The contents of each cleanroom vary depending on the work being done. In order to enter a cleanroom, the staff has to enter through airlocks, and sometimes have to step through an air shower prior to entering. An air shower is a pressurized chamber stationed at the entrances of cleanrooms.

After dressing in PPE (personal protective equipment), the staff enters the air shower. Using high-pressure air, the air shower removes any contaminants such as dust, pollen or aerosol particles from the staff member. Some cleanrooms even have air showers in between different sections of the same clean room.

The equipment inside varies depending on the industry. Generally, the equipment inside is carefully planned to limit contamination. Materials that do produce contaminants like fabrics, pencils, and paper that are made from natural materials are often prohibited from use inside of a cleanroom.

The staff employed in a cleanroom has to go through extensive training before being permitted entry. Any personnel must learn the correct protocol regarding contamination control theory. The uniforms designated are created to prevent any particles from the body contaminating the environment.

How are Cleanrooms Used?

Pollutant-free rooms are vital to advancements in scientific research and production. Here in the US, one of the most famous cleanrooms is in NASA’s Goddard Space Flight Center.

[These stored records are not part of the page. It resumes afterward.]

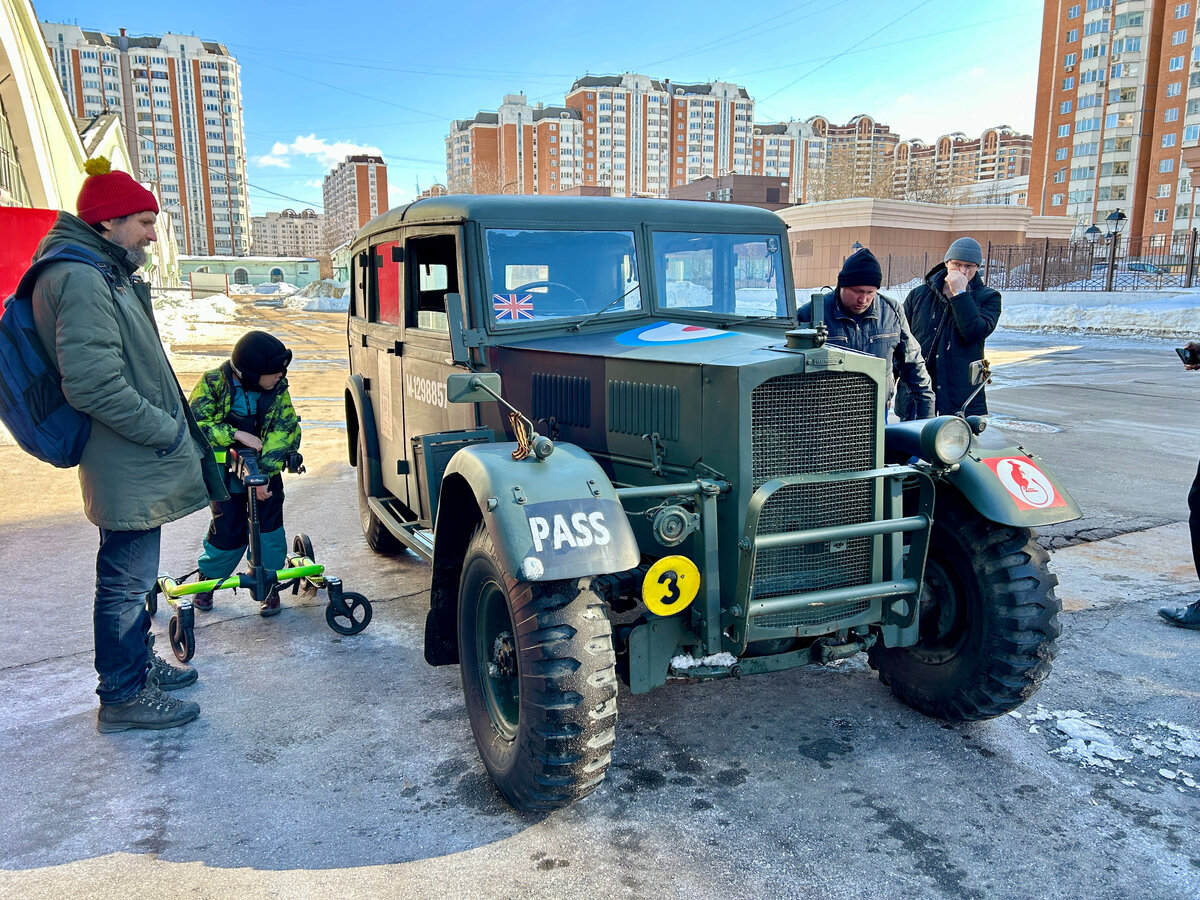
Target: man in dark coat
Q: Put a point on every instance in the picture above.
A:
(145, 462)
(952, 315)
(1189, 616)
(861, 318)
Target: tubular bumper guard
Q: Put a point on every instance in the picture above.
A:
(897, 575)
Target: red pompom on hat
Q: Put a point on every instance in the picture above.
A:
(111, 195)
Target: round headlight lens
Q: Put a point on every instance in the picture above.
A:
(953, 441)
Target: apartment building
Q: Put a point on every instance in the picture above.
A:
(354, 193)
(954, 162)
(630, 135)
(1117, 112)
(179, 99)
(288, 233)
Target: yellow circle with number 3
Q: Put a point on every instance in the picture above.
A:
(670, 586)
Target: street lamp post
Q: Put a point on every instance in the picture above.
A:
(1116, 222)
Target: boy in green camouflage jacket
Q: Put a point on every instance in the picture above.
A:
(245, 403)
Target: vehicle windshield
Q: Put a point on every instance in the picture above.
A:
(538, 275)
(724, 274)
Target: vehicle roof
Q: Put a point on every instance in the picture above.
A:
(586, 211)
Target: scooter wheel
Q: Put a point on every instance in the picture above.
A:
(355, 618)
(183, 637)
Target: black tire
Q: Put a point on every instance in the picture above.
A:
(989, 621)
(183, 637)
(355, 619)
(541, 697)
(379, 539)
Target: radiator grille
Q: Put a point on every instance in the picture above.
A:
(639, 408)
(564, 399)
(804, 424)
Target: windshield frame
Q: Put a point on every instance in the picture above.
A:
(619, 313)
(779, 270)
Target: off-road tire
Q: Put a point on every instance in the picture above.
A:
(379, 539)
(552, 743)
(989, 621)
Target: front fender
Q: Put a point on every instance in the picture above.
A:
(1001, 479)
(552, 519)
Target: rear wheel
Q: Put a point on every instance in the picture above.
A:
(989, 621)
(541, 695)
(379, 539)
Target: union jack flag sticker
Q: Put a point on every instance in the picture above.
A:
(513, 307)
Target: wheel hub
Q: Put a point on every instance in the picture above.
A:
(504, 655)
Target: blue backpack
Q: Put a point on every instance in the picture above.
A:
(31, 402)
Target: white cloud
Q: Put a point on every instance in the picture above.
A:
(313, 148)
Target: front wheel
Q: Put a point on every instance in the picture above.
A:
(539, 679)
(989, 621)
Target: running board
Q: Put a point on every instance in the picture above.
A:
(411, 534)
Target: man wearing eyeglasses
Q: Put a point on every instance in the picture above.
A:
(951, 316)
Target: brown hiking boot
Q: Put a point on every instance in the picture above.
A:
(165, 675)
(151, 708)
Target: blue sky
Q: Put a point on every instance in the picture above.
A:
(318, 83)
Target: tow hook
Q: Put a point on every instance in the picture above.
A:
(826, 651)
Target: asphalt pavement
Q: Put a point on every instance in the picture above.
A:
(327, 766)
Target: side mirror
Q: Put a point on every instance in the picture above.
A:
(473, 387)
(979, 372)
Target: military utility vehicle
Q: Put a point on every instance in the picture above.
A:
(598, 420)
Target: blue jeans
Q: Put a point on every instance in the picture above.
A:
(126, 569)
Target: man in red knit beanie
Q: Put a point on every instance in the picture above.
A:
(145, 462)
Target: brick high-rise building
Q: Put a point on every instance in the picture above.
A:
(630, 135)
(1117, 114)
(179, 99)
(288, 233)
(354, 193)
(924, 172)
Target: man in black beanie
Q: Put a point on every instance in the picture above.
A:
(861, 318)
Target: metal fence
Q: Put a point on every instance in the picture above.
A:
(1149, 263)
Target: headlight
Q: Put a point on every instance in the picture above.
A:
(952, 439)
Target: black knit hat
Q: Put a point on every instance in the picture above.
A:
(861, 269)
(258, 353)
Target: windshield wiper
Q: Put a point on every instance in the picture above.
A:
(603, 310)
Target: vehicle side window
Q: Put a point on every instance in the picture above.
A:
(387, 261)
(360, 285)
(432, 274)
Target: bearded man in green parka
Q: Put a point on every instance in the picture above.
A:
(145, 462)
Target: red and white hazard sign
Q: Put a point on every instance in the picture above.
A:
(1029, 485)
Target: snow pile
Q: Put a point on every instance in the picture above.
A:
(183, 317)
(324, 295)
(1165, 317)
(687, 660)
(1122, 750)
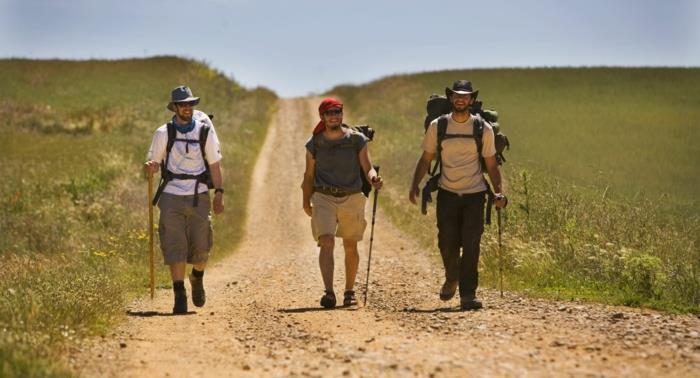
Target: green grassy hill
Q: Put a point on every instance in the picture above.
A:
(73, 197)
(602, 174)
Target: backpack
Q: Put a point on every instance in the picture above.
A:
(167, 176)
(354, 142)
(439, 107)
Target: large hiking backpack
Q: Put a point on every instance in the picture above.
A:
(354, 143)
(438, 107)
(167, 176)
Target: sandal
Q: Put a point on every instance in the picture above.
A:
(349, 298)
(328, 299)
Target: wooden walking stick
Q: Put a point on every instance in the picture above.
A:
(500, 251)
(150, 231)
(371, 239)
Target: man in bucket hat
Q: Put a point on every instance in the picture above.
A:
(187, 170)
(336, 156)
(462, 191)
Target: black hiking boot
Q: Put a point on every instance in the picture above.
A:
(198, 294)
(328, 299)
(180, 306)
(449, 288)
(470, 303)
(349, 298)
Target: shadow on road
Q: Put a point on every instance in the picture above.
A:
(432, 310)
(148, 314)
(314, 309)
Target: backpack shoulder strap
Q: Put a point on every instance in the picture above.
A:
(203, 135)
(441, 132)
(478, 134)
(356, 139)
(171, 138)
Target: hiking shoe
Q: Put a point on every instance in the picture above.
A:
(328, 299)
(470, 304)
(198, 295)
(349, 298)
(449, 288)
(180, 306)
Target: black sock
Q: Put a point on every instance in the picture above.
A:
(178, 286)
(196, 273)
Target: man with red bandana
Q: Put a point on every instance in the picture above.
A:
(336, 157)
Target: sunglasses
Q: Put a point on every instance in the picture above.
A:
(333, 112)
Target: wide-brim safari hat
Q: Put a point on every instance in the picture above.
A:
(181, 94)
(461, 87)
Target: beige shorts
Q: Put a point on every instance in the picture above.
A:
(343, 217)
(185, 231)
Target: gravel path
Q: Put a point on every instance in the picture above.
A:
(262, 316)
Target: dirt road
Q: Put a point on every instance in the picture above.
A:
(262, 316)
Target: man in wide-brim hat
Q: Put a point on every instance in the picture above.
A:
(183, 196)
(461, 87)
(462, 190)
(180, 95)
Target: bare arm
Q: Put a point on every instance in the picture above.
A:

Known as The High Bay Cleanroom, it is an enormous space and also a ISO 7 cleanroom.

Parker Solar Probe in the Goddard Cleanroom

Parker Solar Probe is slowly lifted and carried to the top of the thermal vacuum chamber, which will simulate the airless environment of space, in addition to conducting intense hot and cold temperature testing.
Credit: NASA/JHUAPL/Ed Whitman

There are many reasons a lab, research center, or production facility may need a cleanroom. No matter the classification, they are at the heart of finding medical solutions, developing vaccines and treatments, manufacturing medical devices, advancing scientific discoveries, and more.

Maintaining a Cleanroom

Cleanroom environments are very specific. Inevitably, they come with maintenance requirements. Proper cleanroom maintenance will keep it efficient. Additionally, it can save you money. Improper handling of your cleanroom can be dangerous and could lead to liability issues. Even the most basic lab maintenance will keep your cleanroom in good shape and provides a safe space for employees.

In order to keep your cleanroom maintained, you will need to set rules for both equipment and every person entering the room.

For Equipment: The most important equipment are the ones that keep your cleanroom clean enough. This includes HEPA air filters, HVAC system, airflow and exchange, and more. In order to meet the ISO-14644-1 Cleanroom Standards, these systems will need regular checks to maintain air cleanliness.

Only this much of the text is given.